My "new" sender has a brass float that looks brand new. But, shaky, shaky, and you hear liquid inside. Hmmm. I replaced the "new" sender with another one.

But, this time I put the new float under water and no bubbles. So, in the tank it went.
 
To fix mine I removed the sending unit, ran a hot and a ground to it, and slowly moved it by hand in short Increments. As I did my Son would call out the level. I was able to affect the fuel level on the gauge. I found a rough spot toward the top of the travel, cleaned it,and bent the rod some as suggested earlier. I hate to say it, but a GM float fits the rod(EEECHHH!) Now mine works perfect. I have another original as well, if it would help you out.
 
Wondering if you you pulled the connector off the sending unit and just grounded it with the key on?(the wire to the gauge) If the gauges /wires are all good then you should see the gauge go to full. Also you can take any sending unit and do the same thing / test outside of the tank. just ground any edge of the unit and then with the wire to the cluster connected and key on operate the sending unit lever and remember the response is SLOW so don't expect to see it peg full when you raise the unit arm to full in two seconds.

If not, check wire to rear of car runs on drivers side under carpet to behind seat area. meter for opens or breaks.
 
Wondering if you you pulled the connector off the sending unit and just grounded it with the key on?(the wire to the gauge) If the gauges /wires are all good then you should see the gauge go to full. Also you can take any sending unit and do the same thing / test outside of the tank. just ground any edge of the unit and then with the wire to the cluster connected and key on operate the sending unit lever and remember the response is SLOW so don't expect to see it peg full when you raise the unit arm to full in two seconds.

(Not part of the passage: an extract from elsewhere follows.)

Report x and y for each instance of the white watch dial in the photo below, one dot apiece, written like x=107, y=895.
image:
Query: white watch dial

If not, check wire to rear of car runs on drivers side under carpet to behind seat area. meter for opens or breaks.


The wire harness to the rear of the car is brand new. That being said, I will use this bit of info when I get to work on the car next week...

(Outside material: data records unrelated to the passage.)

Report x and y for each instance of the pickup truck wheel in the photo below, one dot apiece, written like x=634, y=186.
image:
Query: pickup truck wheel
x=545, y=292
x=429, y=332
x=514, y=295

Many thanks to everybody, especially Kiwi for the pic of his sender!!!


Jeff
 
I can answer this one. My gauge and sender were original and worked fine. One day the gauge quit so I replaced it. Still didn't work so I ordered a sender from Year One, the gauge still wouldn't work. After driving it for 2 years and running out of gas on occasion, I found the wire I had broken in my trunk. Another 2 years of the gauge reading half a tank when I filled it. Put the old sender back in and the gauge reads properly again. This is on a 68 GTX.
 
Guys the new sending units are crap and I did try the spectra and it was crap also.Tried the mexico one from Dixes Mopar parts,crap also.The Chinese one from vans was the one that read 2/3 when full so I used it.
 
I have a question? You mention the original gauge only showed 1/2 a tank then you switched to an after market one? Do you have anymore info about the cluster itself? Do you know if it was broken or modifyed at all in it's life? I ask because some gauges have adjustments were if you know you have a full tank but it only shows 1/2 there is a small adjustment wheel inside the gauge that can fix that.
 
Replaced the non working sending unit on my 69 RR with a GTX one. Then at full it would read 1/4 tank. So did remove the sending unit and hooked up the wires and a good ground. Son in the driver seat, lifted it up, showed a half tank. Had to put a big bend in the arm to get it to read full on the gauge when the float was lifted up to full position. Now when I fill it up, the gauge is pegged to the full mark. But it goes down quickly . Shows empty when there is prob 3/8 tank left. Lol. Good enough 4 me!

- - - Updated - - -

Just bought a 67 Satellite that had the fuel tank replaced. Gauge wouldn't work at all. Put on the ground strap ( goes fuel line from tank, around rubber hose, to body fuel line. This grounded it properly, and it started working. The straps are available. Now when I fill it up, it reads a little over 1/2 tank. Ha ha. Now will need take it apart, son in the driver seat, and get out the vise grips! 60s technology. It sorta works. Good luck.